BLOOR, Robin. To Fathom the Gist. Volume I. Approaches to the Writings of G. I. GurdjiefF. Austin: Karnank Press, 2013

  • Gurdjieff, no capítulo 48 de Beelzebub's Tales, descreve o centro intelectual do homem médio por meio da analogia do cocheiro de aluguel: um tipo semiletrado, arrogante com os iguais e servil com os superiores, dado a devaneios, lisonjas, mentiras e pequenos furtos, que trabalha apenas sob pressão ou na esperança de gorjetas.
    • O cocheiro representa o centro intelectual do ser humano.
    • A definição que lhe cabe é: venceu os corvos, mas foi vencido pelos pavões.
  • Se houver honestidade na auto-observação, alguns aspectos dessa analogia se revelam perturbadoramente precisos: o ser humano devaneio, flerta, engana e possui uma formação intelectual deficiente.
    • Quem faz parte do Trabalho pode ter reparado o intelecto em alguma medida, mas é improvável que tenha atingido seu pleno potencial.

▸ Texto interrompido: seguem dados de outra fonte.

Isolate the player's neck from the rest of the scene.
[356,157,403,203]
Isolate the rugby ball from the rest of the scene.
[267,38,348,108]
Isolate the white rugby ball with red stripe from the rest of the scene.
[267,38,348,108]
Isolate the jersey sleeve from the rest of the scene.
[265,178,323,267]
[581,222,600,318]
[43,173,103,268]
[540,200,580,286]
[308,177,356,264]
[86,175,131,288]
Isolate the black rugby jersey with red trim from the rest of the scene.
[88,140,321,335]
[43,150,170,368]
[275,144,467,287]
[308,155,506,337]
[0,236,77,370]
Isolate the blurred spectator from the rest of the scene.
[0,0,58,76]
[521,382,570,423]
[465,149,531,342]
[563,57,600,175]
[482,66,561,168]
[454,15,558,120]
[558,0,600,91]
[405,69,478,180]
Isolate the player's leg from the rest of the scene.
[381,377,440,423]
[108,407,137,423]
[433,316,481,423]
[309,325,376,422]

  • No lado negativo dos hábitos intelectuais, muitas respostas a situações e pessoas são governadas pela primeira associação que a mente simiesca produz, opiniões alheias são repetidas como próprias e afirmações não provadas são aceitas com facilidade quando entregues com confiança.

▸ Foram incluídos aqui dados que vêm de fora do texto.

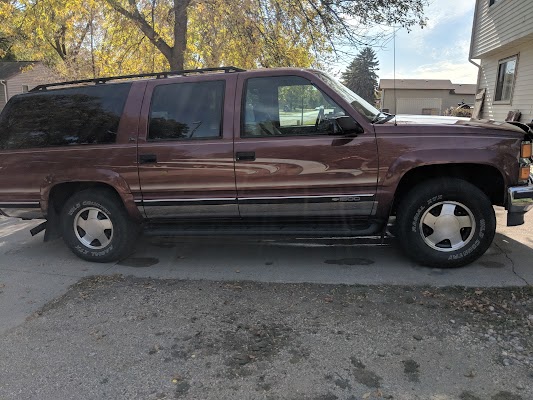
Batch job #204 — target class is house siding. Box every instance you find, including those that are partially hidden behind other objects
[470,0,533,59]
[479,44,533,123]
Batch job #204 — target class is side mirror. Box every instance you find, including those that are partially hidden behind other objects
[335,116,364,136]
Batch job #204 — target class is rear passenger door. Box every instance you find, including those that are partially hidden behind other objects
[138,74,238,219]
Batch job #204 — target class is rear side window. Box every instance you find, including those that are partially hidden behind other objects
[148,81,224,141]
[0,83,131,150]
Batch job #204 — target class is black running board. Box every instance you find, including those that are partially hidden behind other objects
[144,221,383,237]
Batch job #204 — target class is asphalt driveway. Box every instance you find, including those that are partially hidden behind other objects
[0,209,533,333]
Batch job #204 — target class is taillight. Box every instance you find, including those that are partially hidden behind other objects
[520,142,533,158]
[518,165,531,181]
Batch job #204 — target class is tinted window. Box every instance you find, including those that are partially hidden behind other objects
[494,57,516,101]
[0,83,131,149]
[243,76,346,136]
[148,81,224,140]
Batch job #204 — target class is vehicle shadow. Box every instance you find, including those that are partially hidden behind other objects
[112,228,533,286]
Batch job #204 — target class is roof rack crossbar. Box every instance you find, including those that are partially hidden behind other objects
[30,66,246,92]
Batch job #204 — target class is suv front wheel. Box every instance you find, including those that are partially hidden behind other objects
[61,189,139,262]
[397,178,496,268]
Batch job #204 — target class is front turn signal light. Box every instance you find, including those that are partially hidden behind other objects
[519,165,531,181]
[520,142,533,158]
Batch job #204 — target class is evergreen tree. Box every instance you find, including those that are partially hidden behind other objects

    • No lado positivo, alguns mantêm a mente em relativo exercício com palavras cruzadas, bridge, leituras científicas ou artísticas, aprendizado de idiomas ou estudo de história.
  • Uma série de perguntas convida à auto-avaliação intelectual honesta: se se sabe o que é confrontação lógica e quando foi praticada; se se sabe ponderar e com que frequência; se se pensa por analogia; e se se sabe tratar uma teoria como quem segura uma pomba.

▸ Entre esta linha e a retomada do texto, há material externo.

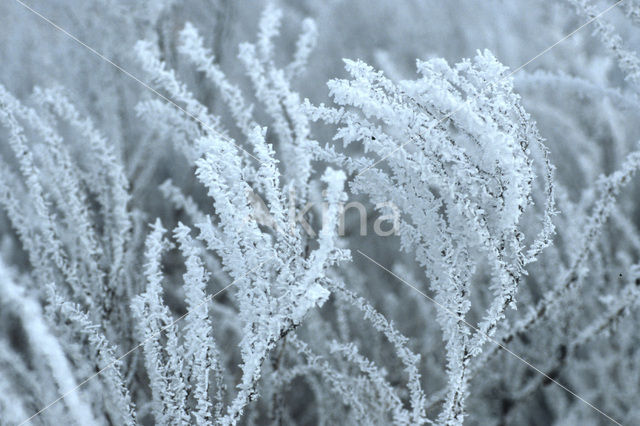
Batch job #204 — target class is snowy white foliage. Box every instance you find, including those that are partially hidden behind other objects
[0,0,640,425]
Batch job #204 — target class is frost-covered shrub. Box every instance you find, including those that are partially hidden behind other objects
[0,0,640,425]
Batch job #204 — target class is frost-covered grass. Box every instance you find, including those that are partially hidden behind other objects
[0,0,640,425]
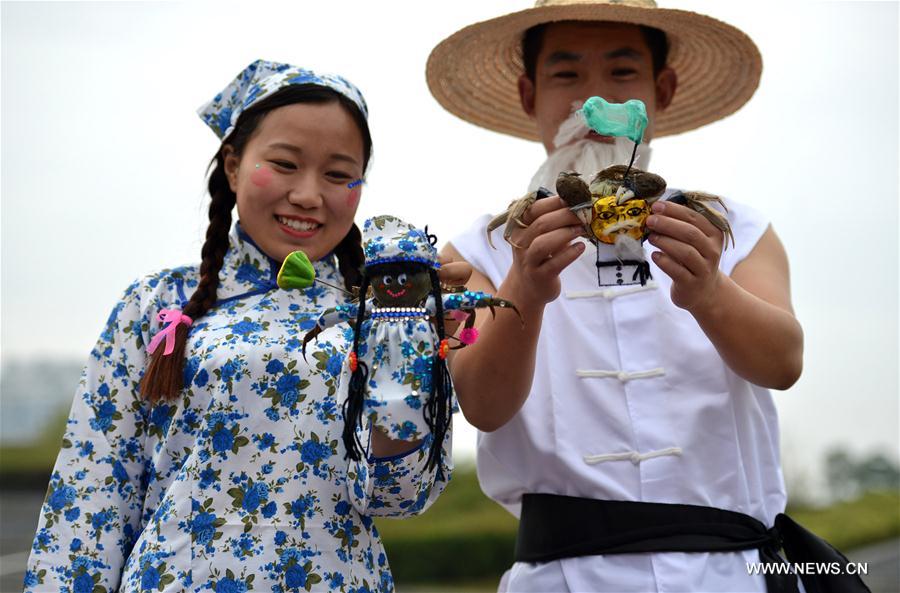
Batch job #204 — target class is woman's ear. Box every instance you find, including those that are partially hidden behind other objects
[222,144,241,193]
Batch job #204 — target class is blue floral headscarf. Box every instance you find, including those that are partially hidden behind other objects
[362,214,441,269]
[197,60,369,140]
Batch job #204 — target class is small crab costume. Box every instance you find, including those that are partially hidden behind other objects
[298,216,512,472]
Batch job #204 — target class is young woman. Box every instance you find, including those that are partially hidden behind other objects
[25,61,450,593]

    • Uma pergunta especialmente importante é: de que palavras o vocabulário interior depende frequentemente.
  • Gurdjieff usa palavras inglesas pouco familiares e inventa palavras inteiramente novas para provocar a extensão do vocabulário interior, fornecendo um novo léxico para áreas importantes do pensamento.
  • Gurdjieff descreve, também no capítulo 48, como o homem médio contemporâneo, tendo perdido a capacidade de ponderar e refletir, usa palavras que conhece apenas pelo som sem jamais questionar seu significado exato, e substitui palavras desconhecidas por outras de sonoridade familiar, imaginando assim tê-las compreendido.
    • É necessário observar essa preguiça intelectual com as palavras.
  • Uma passagem do capítulo 1 de Meetings with Remarkable Men aponta que nunca é possível pensar verdadeiramente numa língua estrangeira se se continua a falar ou a pensar na língua materna.
    • Isso implica que é preciso fazer um esforço genuíno para absorver a versão inglesa da língua de Gurdjieff, incluindo todos os seus neologismos, e passar a pensar por meio desse vocabulário.
  • Beelzebub's Tales oferece educação para o intelecto: Gurdjieff distingue dois modos de mentação, por palavras e por forma, e seu uso da linguagem pode aprimorar a mentação por palavras, fornecendo termos precisos para estados e atividades interiores.